Given the widespread use of the RS for identifying candidates for adjuvant chemotherapy,4 it is important to examine the performance of the Oncotype DX Breast Recurrence Score test in diverse patient populations to validate this approach for tailoring treatment in women from racial/minority groups. Until recently, no studies have reported the accuracy of the RS separately for different racial/ethnic groups. A recently published study4 using the National Cancer Database found that the prognostic accuracy of the RS for predicting overall survival was lower in Black women compared with non-Hispanic White women.

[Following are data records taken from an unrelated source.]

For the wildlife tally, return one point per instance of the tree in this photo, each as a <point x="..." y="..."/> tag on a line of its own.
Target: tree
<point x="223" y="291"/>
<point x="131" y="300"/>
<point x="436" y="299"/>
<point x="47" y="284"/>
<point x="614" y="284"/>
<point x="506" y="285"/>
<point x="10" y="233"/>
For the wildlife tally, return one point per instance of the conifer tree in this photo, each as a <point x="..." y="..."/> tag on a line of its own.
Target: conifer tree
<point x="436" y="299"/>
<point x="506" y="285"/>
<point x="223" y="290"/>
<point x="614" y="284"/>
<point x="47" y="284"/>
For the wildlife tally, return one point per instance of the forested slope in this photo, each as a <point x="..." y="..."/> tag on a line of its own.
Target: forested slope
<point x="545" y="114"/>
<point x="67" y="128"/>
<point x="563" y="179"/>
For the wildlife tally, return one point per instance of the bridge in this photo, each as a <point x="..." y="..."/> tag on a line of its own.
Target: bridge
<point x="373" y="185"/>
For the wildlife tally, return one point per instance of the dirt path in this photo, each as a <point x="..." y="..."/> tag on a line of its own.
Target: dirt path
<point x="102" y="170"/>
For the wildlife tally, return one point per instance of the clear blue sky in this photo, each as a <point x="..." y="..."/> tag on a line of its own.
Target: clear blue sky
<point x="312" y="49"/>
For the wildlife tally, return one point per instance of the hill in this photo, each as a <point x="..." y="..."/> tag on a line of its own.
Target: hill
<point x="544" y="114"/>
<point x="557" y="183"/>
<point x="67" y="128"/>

However, we are unaware of any studies that validate the accuracy of the RS for predicting breast cancer–specific survival in racial/ethnic minority groups or that compare breast cancer–specific survival between racial/ethnic groups for each of the risk categories defined by the Oncotype DX Breast Recurrence Score test using nationally representative data. We report an in-depth analysis of breast cancer–specific mortality according to race/ethnicity and the RS in diverse women with ER-positive breast cancer using data from the Surveillance, Epidemiology, and End Results (SEER) Oncotype registry, and we compare the prognostic accuracy of the RS for predicting breast cancer–specific mortality among the different racial/ethnic groups.

Methods
Study Design and Population

We conducted a population-based, retrospective cohort study using the SEER Oncotype DX Database.20 This specialized database includes variables generated from the 21-gene RS assay that are provided by linkage of test orders and results from the Genomic Health Clinical Laboratory with invasive breast cancer cases in the SEER registry diagnosed from January 1, 2004, to December 31, 2015, with follow-up for survival through December 31, 2016. The study was approved by the institutional review board at the University of Illinois at Chicago, which granted a waiver of consent because the study did not involve human participants research. All data were deidentified. The study followed the Strengthening the Reporting of Observational Studies in Epidemiology (STROBE) reporting guideline.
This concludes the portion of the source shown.